Studio album by Shawn Mullins
- Released: 24 October 2000
- Genre: Adult alternative, folk
- Label: Columbia

Shawn Mullins chronology
| Soul's Core (1998) | Beneath the Velvet Sun (2000) | The Essential Shawn Mullins (2003) |

= Beneath the Velvet Sun =

Beneath the Velvet Sun is the fifth studio album by American rock singer-songwriter Shawn Mullins. It was released October 24, 2000.

Following the success of "Lullaby" from his previous album Soul's Core, Mullins landed a record deal with Columbia Records. The album included the single "Everywhere I Go", that he wrote about being away from his wife while on the road as a touring musician. The single did not match the previous success of "Lullaby", despite reaching third place on the Adult Alternative Airplay chart.
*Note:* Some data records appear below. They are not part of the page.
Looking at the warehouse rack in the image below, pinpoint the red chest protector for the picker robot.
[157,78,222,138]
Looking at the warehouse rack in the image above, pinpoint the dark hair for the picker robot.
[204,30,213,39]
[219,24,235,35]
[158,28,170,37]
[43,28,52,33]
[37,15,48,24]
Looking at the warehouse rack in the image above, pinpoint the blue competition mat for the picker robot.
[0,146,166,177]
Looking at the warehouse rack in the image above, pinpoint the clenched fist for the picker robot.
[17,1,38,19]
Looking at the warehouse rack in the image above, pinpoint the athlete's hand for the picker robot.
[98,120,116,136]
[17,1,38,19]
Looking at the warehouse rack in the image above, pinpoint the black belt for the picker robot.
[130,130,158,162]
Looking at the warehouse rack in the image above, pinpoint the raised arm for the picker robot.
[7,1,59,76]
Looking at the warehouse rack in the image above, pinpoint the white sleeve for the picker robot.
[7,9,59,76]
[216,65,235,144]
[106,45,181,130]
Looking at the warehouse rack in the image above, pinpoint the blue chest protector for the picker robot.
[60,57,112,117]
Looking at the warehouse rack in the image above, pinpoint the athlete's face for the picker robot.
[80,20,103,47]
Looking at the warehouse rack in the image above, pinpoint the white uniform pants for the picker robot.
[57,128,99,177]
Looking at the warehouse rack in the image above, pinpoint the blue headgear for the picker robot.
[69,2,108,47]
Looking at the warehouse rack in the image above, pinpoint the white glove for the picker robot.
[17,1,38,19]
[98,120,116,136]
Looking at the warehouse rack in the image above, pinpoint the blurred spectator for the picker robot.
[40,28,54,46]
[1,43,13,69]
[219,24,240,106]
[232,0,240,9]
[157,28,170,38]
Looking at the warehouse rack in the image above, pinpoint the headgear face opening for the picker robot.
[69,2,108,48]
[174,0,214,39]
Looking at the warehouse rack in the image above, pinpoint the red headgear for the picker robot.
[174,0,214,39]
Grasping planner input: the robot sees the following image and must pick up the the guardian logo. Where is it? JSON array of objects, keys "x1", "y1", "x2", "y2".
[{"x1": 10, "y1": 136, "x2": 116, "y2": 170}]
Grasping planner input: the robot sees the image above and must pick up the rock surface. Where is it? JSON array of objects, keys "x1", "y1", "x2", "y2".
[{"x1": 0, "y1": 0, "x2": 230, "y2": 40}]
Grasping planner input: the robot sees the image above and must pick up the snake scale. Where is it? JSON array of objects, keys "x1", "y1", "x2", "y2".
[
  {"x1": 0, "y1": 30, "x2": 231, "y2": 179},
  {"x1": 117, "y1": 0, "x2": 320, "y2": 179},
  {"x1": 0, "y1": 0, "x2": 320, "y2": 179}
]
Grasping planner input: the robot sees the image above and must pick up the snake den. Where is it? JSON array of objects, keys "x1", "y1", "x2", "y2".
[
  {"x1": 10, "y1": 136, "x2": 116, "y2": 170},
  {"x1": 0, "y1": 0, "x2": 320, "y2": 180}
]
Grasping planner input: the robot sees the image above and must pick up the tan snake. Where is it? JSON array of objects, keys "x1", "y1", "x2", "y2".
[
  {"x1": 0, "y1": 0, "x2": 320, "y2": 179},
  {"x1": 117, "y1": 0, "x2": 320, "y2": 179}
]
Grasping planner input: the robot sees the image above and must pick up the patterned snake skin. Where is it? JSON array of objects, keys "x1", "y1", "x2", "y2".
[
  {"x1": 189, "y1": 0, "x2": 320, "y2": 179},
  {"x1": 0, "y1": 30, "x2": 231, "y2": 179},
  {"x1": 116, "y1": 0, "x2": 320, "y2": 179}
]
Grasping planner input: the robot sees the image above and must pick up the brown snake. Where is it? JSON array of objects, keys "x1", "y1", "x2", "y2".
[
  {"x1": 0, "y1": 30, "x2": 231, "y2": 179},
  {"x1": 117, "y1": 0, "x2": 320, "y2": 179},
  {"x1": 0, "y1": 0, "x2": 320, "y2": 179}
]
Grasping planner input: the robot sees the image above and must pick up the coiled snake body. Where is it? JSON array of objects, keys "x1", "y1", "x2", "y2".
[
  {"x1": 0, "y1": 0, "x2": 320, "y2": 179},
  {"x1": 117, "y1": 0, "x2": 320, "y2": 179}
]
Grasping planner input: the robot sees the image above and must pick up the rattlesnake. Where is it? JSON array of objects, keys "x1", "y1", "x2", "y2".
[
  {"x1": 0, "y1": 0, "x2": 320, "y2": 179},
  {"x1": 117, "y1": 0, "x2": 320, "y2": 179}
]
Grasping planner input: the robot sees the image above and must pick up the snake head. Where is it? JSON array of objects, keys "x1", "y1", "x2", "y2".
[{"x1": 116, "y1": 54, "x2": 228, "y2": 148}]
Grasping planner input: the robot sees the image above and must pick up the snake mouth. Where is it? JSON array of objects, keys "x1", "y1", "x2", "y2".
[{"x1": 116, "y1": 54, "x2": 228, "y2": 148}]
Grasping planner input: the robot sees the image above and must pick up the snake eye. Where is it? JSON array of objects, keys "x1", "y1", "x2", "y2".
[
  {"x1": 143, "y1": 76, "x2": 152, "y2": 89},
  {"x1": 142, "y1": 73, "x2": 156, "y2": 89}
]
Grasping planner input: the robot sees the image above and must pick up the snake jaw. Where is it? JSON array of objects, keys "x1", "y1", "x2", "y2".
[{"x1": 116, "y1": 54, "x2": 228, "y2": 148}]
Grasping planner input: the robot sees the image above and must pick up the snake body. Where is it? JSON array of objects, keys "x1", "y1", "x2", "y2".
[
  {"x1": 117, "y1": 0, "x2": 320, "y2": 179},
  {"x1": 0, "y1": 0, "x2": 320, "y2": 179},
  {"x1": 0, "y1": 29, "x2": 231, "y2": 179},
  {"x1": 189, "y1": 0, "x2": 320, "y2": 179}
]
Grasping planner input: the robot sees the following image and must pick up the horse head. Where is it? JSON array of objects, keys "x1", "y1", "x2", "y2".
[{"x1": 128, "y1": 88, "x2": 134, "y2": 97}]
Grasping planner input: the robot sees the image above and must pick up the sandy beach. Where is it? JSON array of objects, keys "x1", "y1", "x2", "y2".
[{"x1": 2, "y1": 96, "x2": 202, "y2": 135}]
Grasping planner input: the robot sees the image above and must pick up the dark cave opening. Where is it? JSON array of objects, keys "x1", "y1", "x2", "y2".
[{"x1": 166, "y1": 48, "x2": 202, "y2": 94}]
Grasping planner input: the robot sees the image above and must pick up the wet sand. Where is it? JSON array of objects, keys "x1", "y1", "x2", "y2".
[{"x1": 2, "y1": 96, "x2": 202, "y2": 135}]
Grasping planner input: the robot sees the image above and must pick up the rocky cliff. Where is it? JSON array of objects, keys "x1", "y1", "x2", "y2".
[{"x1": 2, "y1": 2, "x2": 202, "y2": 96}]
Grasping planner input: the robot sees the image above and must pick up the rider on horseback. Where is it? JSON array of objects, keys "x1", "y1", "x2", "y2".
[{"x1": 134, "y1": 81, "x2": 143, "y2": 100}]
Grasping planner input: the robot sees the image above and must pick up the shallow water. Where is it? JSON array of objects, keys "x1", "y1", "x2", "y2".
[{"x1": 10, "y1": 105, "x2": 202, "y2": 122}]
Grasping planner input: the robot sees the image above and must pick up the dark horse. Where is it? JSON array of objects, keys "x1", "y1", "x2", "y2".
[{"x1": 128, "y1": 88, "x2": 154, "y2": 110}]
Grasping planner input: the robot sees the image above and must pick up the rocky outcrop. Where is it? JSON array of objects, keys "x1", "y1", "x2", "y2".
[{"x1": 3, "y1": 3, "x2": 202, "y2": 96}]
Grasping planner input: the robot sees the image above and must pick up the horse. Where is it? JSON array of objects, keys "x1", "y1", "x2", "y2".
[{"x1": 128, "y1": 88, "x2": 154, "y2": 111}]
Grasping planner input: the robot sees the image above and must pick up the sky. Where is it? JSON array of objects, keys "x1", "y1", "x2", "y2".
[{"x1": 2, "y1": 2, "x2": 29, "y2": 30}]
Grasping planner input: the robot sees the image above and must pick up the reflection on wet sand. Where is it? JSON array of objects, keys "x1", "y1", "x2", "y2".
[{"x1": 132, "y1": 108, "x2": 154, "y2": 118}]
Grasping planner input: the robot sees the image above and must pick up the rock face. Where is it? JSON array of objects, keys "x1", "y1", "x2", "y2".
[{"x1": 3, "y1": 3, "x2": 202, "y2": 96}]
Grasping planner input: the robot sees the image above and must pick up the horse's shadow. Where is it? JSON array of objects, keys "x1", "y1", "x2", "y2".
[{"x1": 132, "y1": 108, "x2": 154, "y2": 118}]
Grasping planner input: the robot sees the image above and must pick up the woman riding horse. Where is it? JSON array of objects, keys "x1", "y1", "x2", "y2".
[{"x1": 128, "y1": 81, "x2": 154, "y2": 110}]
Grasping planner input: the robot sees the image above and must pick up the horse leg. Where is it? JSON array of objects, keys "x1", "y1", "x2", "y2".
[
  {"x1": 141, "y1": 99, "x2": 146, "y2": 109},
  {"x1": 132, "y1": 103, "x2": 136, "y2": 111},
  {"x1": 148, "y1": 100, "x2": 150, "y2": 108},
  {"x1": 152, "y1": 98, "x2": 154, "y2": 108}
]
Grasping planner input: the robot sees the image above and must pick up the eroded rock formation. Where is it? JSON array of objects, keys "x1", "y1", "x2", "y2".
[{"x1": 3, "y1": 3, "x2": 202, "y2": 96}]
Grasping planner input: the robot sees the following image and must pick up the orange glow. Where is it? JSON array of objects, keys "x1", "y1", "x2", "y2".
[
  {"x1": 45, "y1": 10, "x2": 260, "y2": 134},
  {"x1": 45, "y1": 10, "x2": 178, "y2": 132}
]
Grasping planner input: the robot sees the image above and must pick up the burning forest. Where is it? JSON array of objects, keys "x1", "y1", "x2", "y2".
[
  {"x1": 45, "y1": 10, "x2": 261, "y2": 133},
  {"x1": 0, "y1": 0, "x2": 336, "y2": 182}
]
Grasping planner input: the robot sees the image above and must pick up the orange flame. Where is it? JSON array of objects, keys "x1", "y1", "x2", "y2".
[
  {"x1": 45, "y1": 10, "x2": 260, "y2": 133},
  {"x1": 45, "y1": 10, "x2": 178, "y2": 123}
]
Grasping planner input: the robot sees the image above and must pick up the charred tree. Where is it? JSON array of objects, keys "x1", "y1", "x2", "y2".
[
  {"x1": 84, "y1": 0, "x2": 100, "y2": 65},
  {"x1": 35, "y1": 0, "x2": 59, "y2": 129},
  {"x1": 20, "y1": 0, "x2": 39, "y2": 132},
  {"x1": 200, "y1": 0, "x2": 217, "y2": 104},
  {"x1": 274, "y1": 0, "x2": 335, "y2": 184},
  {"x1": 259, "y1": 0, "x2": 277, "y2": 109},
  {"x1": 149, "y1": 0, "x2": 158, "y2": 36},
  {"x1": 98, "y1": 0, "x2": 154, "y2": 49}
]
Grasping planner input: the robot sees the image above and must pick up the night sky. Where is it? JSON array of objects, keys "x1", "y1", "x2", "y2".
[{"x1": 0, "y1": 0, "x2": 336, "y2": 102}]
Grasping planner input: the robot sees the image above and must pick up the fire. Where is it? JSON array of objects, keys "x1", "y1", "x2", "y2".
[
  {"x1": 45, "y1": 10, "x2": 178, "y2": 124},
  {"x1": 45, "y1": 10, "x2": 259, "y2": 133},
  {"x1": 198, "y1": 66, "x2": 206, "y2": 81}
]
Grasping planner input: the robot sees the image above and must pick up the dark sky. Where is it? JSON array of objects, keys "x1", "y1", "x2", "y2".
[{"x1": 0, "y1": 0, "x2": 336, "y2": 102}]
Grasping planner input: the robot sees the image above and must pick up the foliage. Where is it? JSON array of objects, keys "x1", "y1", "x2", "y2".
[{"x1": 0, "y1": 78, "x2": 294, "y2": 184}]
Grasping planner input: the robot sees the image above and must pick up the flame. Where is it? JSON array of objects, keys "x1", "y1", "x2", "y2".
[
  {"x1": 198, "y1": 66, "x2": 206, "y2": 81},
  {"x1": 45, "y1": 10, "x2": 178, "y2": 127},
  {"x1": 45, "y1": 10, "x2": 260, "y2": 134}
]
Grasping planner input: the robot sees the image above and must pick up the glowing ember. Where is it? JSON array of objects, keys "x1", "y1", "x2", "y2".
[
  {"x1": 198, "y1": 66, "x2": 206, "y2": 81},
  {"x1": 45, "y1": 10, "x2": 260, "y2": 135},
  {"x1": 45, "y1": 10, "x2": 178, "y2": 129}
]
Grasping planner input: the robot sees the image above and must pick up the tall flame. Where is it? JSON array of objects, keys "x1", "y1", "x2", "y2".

The single included a music video, shot by David Hogan.

==Reception==
Chris Willman of Entertainment Weekly gave Beneath the Velvet Sky a C rating, describing it as "Richard Marx filtered through Beck". William Rhulmann of AllMusic rated the album three out of five stars and called it "the uneven work of a talented artist who doesn't seem to trust the idiosyncratic approach that brought him to national attention enough to really let himself go."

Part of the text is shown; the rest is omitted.